What about reducing debt?
Though interest-only mortgages and heavy leveraging still have their uses, it has arguably become far less appealing to maintain high levels of interest-only debt. By reducing some of this debt, you will reduce your borrowing costs and may be able to recoup some or all of what you lose through higher tax bills.
First off, check whether your mortgage lender permits overpayments. Many allow 10% per year as a standard, and others provide flexible loans that allow you to overpay more. This allows you the freedom to reduce your debt when you are able, without having to commit to regular capital repayments.
Alternatively, regular repayments might be a commitment you’re happy to make. If you switch to a repayment or part-repayment loan, you will repay a portion of your debt each month; a strategy that is more expensive in the short term, as it increases your monthly repayments, but pays off in the long term as it reduces the interest you ultimately have to pay.
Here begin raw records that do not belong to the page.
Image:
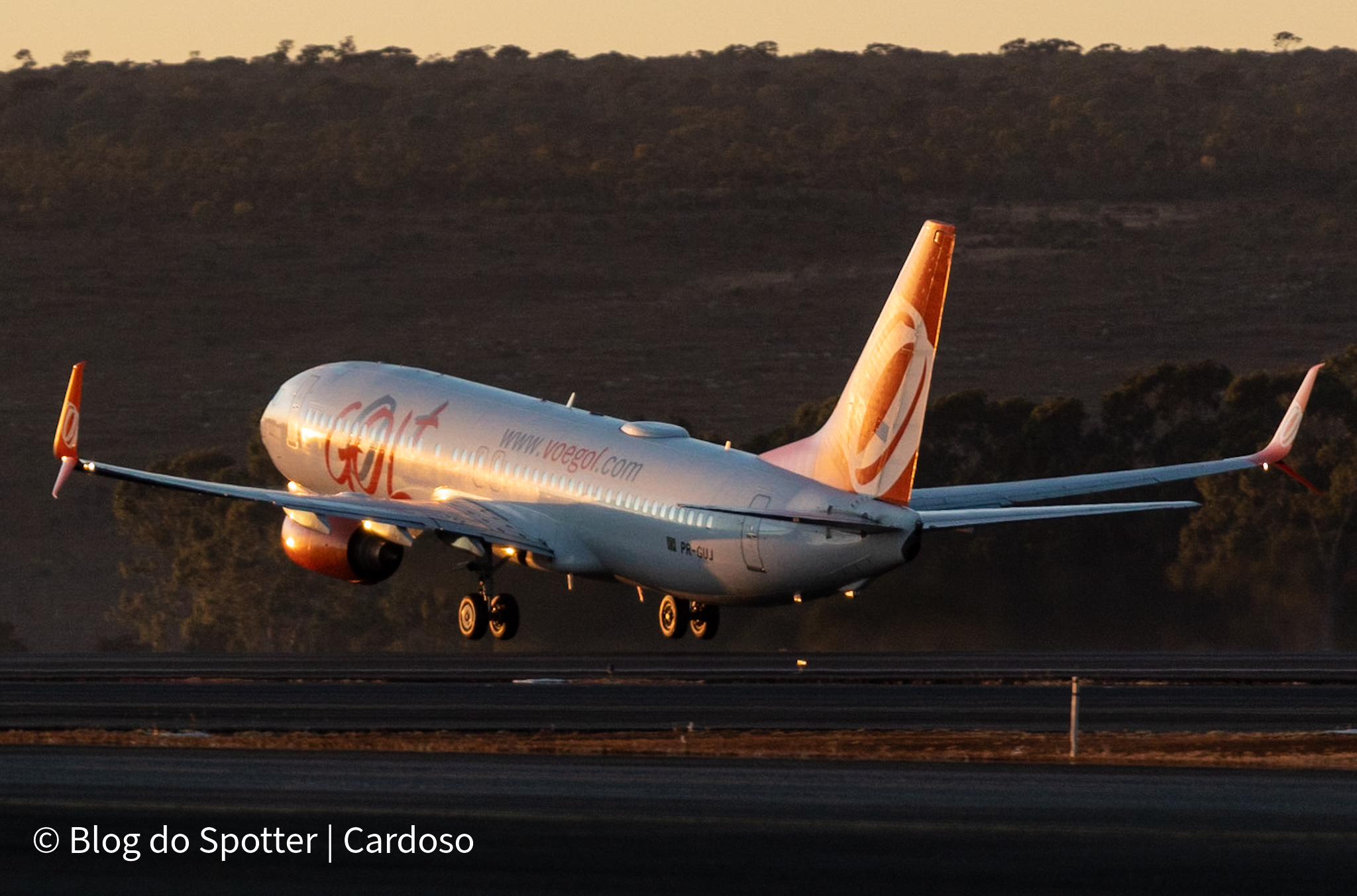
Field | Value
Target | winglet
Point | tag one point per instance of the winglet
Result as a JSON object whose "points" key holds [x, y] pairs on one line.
{"points": [[66, 445], [1285, 432]]}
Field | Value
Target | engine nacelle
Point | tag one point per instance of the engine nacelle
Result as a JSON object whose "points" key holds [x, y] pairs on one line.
{"points": [[349, 552]]}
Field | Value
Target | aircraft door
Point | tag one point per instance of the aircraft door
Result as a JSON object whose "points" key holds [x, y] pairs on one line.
{"points": [[295, 413], [749, 536]]}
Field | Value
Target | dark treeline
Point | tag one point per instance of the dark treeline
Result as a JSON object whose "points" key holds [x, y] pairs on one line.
{"points": [[1264, 564], [330, 128]]}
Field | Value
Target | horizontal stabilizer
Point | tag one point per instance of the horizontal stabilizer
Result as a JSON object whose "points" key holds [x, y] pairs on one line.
{"points": [[1036, 489], [988, 515], [832, 521]]}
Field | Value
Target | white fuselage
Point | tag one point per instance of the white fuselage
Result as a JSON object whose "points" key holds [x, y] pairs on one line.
{"points": [[612, 505]]}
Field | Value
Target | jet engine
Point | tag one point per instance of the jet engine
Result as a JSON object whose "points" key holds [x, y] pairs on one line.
{"points": [[347, 552]]}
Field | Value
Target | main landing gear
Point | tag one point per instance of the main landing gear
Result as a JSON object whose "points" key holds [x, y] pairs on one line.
{"points": [[484, 612], [677, 615]]}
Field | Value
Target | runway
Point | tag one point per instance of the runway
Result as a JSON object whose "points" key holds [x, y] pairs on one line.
{"points": [[543, 704], [578, 824], [627, 826]]}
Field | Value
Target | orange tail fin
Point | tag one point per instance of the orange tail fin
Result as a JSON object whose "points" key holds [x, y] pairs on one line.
{"points": [[870, 442], [66, 446]]}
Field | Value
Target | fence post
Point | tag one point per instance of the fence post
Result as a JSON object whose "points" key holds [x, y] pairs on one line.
{"points": [[1073, 717]]}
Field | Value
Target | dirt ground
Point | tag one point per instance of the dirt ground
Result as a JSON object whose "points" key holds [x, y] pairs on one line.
{"points": [[728, 319], [1291, 750]]}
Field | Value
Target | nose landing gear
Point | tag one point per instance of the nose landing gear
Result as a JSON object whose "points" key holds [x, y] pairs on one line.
{"points": [[484, 612]]}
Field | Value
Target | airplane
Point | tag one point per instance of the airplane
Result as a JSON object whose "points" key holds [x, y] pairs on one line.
{"points": [[378, 454]]}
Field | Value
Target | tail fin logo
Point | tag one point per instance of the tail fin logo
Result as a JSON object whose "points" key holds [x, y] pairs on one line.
{"points": [[67, 442], [892, 409], [71, 428]]}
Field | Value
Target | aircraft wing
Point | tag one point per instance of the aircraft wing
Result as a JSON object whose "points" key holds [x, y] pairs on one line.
{"points": [[995, 495], [458, 515]]}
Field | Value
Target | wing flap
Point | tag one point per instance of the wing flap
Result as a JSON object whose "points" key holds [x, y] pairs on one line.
{"points": [[988, 515], [834, 521], [457, 515]]}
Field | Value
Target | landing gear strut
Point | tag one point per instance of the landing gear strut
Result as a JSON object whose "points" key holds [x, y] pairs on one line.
{"points": [[484, 612], [676, 615]]}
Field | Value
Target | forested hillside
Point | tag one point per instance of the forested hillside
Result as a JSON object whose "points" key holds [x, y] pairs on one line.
{"points": [[1152, 247], [331, 128]]}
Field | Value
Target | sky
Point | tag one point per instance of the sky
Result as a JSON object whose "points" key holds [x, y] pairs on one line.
{"points": [[170, 30]]}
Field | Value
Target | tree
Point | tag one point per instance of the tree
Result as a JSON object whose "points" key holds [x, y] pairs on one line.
{"points": [[1279, 562], [1285, 41]]}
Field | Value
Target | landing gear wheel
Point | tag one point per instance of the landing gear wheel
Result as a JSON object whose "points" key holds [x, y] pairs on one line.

Remember that some lenders levy early repayment charges if you terminate your loan early, so always be sure to discuss the cost of switching mortgage with a professional buy-to-let mortgage advisor.
More on remortgaging
It can already be worth switching mortgage regularly in order to capitalise on the best rates available. Now, with the potential for rocketing monthly costs around the corner, this has become truer than ever. By switching to a cheaper loan, you can reduce your monthly repayments and possibly offset some of the added tax costs.
Because rising interest rates could also be on the horizon, locking in to a long-term fixed rate could be tempting – though this can be counterbalanced by the (often) higher switching fees and limited availability of long-term products. You could find that a low-rate tracker deal remains competitive even as rates begin to increase; the Bank of England has said that eventual rate rises will be measured and gradual, and will plateau at a far lower level than those seen prior to the financial crisis.
A further benefit to switching mortgage is the potential for equity release. If some of your properties have performed better in terms of capital growth than others, for example, you could use a remortgage to release equity from them in order to reduce your debt elsewhere. This could bring down your overall level of borrowing and potentially reduce the interest cost of your entire portfolio.
As always, make sure that you discuss your options with a mortgage advisor before taking action.
Becoming a business
You could argue that transferring the UK’s rental stock from the hands of private individuals to limited companies is the government’s long-term goal – particularly given that a reduced rate of corporation tax has counterbalanced the decision to withdraw higher-rate relief from individual investors.
Companies will continue to pay tax on profits alone, and will pay corporation tax at a rate of just 20% (19% from 2017; 18% from 2020). There are, however, a number of other tax implications when incorporating a property company – including a potential double-taxation on profits that are withdrawn as dividends – and you might find it harder as a company to secure mortgage finance.
Buying to let as a company is vastly different to doing so as an individual, so be sure to discuss the choice in depth with a professional financial advisor or tax accountant before making a decision.
- White, A. “How today’s budget will affect landlords”. The Telegraph. 9 Jul 2015.
- “Research suggests many UK landlords don’t break even”. Property Wire. 9 Sep 2014.